Hi team,
We’re hitting persistent 503 UNAVAILABLE responses on the Gemini Developer API
in production. Workload is invoice PDF processing (document understanding).
Error
HTTP 503
{
“error”: {
“code”: 503,
“status”: “UNAVAILABLE”,
“message”: “This model is currently experiencing high demand. Spikes in
demand are usually temporary.

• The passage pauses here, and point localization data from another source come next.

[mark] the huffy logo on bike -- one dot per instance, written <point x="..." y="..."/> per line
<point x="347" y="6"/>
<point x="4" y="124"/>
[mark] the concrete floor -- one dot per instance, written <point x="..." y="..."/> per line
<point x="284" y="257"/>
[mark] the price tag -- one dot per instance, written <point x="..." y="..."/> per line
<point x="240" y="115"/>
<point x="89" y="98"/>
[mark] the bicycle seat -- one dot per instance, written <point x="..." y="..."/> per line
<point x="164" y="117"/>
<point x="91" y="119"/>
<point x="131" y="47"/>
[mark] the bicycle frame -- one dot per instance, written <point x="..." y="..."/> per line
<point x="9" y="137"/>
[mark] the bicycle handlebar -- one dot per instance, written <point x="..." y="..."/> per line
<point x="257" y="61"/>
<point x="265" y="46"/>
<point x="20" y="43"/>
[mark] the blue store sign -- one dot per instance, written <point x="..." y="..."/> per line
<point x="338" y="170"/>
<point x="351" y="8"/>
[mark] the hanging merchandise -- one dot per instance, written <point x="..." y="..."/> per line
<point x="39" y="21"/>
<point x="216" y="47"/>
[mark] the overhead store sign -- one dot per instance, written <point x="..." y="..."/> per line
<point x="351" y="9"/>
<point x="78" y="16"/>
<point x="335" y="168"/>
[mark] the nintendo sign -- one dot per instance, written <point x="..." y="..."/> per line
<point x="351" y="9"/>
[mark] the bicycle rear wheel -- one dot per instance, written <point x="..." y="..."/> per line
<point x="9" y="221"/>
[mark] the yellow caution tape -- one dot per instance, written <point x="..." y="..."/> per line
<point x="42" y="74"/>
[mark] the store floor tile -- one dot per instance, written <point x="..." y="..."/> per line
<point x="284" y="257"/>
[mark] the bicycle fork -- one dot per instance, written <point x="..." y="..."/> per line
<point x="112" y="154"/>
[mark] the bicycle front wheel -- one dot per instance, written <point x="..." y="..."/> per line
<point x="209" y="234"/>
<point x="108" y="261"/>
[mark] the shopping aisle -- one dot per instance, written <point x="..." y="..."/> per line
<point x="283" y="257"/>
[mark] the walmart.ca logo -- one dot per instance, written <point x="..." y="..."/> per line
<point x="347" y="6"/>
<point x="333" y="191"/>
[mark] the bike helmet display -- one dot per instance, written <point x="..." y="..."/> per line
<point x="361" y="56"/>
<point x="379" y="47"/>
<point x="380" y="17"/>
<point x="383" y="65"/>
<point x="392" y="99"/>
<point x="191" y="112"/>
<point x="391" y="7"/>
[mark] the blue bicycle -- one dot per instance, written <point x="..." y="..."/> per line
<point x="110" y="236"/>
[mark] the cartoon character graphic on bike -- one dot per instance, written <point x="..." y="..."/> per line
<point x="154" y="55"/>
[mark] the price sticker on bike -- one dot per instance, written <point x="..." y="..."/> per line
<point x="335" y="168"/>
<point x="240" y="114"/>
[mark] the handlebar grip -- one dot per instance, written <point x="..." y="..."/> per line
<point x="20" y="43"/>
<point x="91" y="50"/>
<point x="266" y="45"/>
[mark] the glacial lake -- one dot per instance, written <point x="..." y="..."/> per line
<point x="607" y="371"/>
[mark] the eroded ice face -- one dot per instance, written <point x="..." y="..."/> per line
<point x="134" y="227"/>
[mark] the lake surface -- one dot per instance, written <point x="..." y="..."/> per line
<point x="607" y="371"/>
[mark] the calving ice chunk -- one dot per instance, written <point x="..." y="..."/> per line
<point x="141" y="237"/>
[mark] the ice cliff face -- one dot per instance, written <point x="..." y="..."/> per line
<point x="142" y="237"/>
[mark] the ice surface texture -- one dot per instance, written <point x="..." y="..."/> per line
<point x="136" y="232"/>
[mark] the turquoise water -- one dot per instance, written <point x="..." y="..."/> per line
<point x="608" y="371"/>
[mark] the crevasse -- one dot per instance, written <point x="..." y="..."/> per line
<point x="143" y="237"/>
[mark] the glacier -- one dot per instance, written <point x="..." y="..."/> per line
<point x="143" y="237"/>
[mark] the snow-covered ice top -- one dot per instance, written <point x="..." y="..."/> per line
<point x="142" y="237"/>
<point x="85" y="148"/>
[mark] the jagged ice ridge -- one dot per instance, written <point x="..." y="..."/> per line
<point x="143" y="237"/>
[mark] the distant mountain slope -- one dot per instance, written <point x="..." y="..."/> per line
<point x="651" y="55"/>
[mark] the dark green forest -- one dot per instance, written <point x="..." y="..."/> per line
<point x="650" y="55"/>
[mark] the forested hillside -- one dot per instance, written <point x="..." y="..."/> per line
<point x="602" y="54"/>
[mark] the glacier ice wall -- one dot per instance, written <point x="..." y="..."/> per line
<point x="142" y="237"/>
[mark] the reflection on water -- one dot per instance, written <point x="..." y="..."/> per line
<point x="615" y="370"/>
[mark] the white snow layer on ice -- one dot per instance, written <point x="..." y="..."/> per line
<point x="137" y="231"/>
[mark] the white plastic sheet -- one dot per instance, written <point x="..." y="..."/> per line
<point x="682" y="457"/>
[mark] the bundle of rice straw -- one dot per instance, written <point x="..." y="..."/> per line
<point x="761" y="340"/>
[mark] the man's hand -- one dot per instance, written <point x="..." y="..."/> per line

Please try again later.”
}
}
Endpoint
POST https://generativelanguage.googleapis.com/v1beta/models/:generateContent
Setup
- Model: < gemini 3 flash preview>
- Billing: Paid tier enabled on the linked Cloud project
- API key created: Google AI Studio, owner account
- Region of caller:
Observed
- First seen (UTC): 23-05-2026
- Frequency: < ~30% of requests over the last 1h>
- Payload: PDF, ~ pages, ~ MB
- Retry result: Exponential backoff (1/2/4s) still fails
Already tried
- Switching model: <gemini-2.5-pro → gemini-2.5-flash>, result: <…>
- Confirmed not hitting RPM/TPM quota
- Verified API key + billing on the project
Business impact
Production invoice pipeline degraded, manual fallback in place.
Asks
- Is this capacity-scoped (regional) or project-scoped?
- Guidance on a stable model for paid tier in this region.
- Any path to reserved/provisioned capacity on the Developer API,
or should we migrate this workload to Vertex AI?